Rigore e libertà: brevissima introduzione al cinema di Huillet/Straub (per ricordare Danièle Huillet)
di Gianluca Gigliozzi
Il 10 ottobre scorso è morta Danièle Huillet. Insieme al marito, Jean-Marie Straub, ha creato fin dai primi anni ’60 un cinema radicale nei temi e nel linguaggio, di grande forza etica e politica ma anche di grande novità formale. Danièle e Jean-Marie hanno vissuto a Roma fin dal 1969, anno di uno dei loro film più eversivi, il geniale Othon, tratto da una tragedia di Pierre Corneille. I loro film, duri e adamantini, così estranei al cinema spettacolare dominante che inquina gli occhi e lo spirito di tutti noi, sono ancora poco conosciuti anche dal pubblico colto (o che tale si ritiene o che tale è ritenuto), e ancora oggi non è facile procurarseli, anche se, in Italia, negli ultimissimi anni e negli ultimi mesi indubbiamente se ne è parlato molto di più di quanto forse non si sia mai fatto. All’ultimo Festival del Cinema di Venezia è stato assegnato alla coppia Straub/Huillet il Leone D’oro alla carriera: un riconoscimento ufficiale un po’ tardivo, ma che i nostri hanno sicuramente apprezzato, nonostante la loro assenza (dovuta alla malattia di Danièle) e malgrado le polemiche scatenate da un’affermazione estremistica di Straub nei confronti dell’imperialismo americano.

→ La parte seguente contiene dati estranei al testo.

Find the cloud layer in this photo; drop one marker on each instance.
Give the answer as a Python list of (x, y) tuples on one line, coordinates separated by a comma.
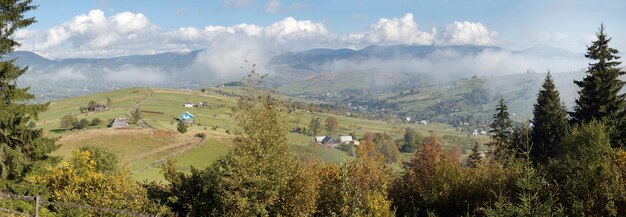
[(95, 34)]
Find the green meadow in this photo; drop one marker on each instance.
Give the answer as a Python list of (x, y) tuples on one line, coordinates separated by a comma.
[(143, 149)]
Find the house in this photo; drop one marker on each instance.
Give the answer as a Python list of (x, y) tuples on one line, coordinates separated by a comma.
[(100, 108), (186, 117), (324, 140), (348, 140), (483, 132), (119, 123)]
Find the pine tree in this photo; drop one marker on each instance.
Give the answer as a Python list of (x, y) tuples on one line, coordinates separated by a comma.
[(599, 97), (474, 159), (549, 123), (501, 130), (22, 149), (314, 126)]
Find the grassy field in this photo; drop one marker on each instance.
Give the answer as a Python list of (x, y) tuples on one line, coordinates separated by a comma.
[(144, 149)]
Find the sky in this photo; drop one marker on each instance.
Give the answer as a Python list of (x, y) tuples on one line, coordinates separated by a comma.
[(106, 28)]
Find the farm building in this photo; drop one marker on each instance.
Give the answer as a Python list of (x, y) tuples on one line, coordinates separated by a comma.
[(348, 140), (203, 104), (324, 140), (119, 123), (100, 108), (186, 117)]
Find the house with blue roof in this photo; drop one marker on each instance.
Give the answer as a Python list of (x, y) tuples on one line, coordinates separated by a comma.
[(186, 117)]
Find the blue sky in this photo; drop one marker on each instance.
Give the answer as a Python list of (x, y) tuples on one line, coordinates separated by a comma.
[(71, 28)]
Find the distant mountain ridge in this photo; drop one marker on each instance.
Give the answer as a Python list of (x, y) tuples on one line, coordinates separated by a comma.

Danièle Huillet è nata a Parigi il 1 maggio del 1936. Già da ragazza si appassiona all’arte del cinema. Non riesce a passare l’esame per entrare alla scuola di cinema dell’IDHEC perché si rifiuta di comporre l’elaborato d’esame su Manegès di Yves Allegret, un film che per lei non merita uno studio analitico. Nella seconda metà degli anni ’50 (non sappiamo esattamente quando) a Parigi conosce Jean-Marie Straub, giunto dall’Alsazia (è originario di Metz) con l’intenzione di fare un film su Bach (intenzione e progetto che, dopo dieci anni di meticolose ricerche condotte insieme, si concretizzerà, nel 1967, nella realizzazione di quello che rimane per molti il loro capolavoro assoluto, nonché uno dei film più grandi e alti della storia del cinema mondiale, Cronaca di Anna Magdalena Bach). Si sposano nel 1959, vivono a Monaco per dieci anni, e qui continuano a sognare e a progettare il film su Bach (temporaneamente accantonato per motivi finanziari), ma anche a girare i loro primi due film, nati sotto il segno della collaborazione con Heinrich Böll: Machorka Muff (1963, tratto da una novella del grande narratore di Colonia), il cortometraggio di esordio, con cui dimostrano già una maturità stilistica ragguardevole e una grande sapienza costruttiva, molto ammirata da Karl-Heinz Stockhausen; e il loro primo mediometraggio, Non riconciliati (1965, tratto da Biliardo delle nove e mezzo di Böll), un film straordinario per la tensione politico-morale perfettamente risolta in una struttura narrativa complessa e innovativa.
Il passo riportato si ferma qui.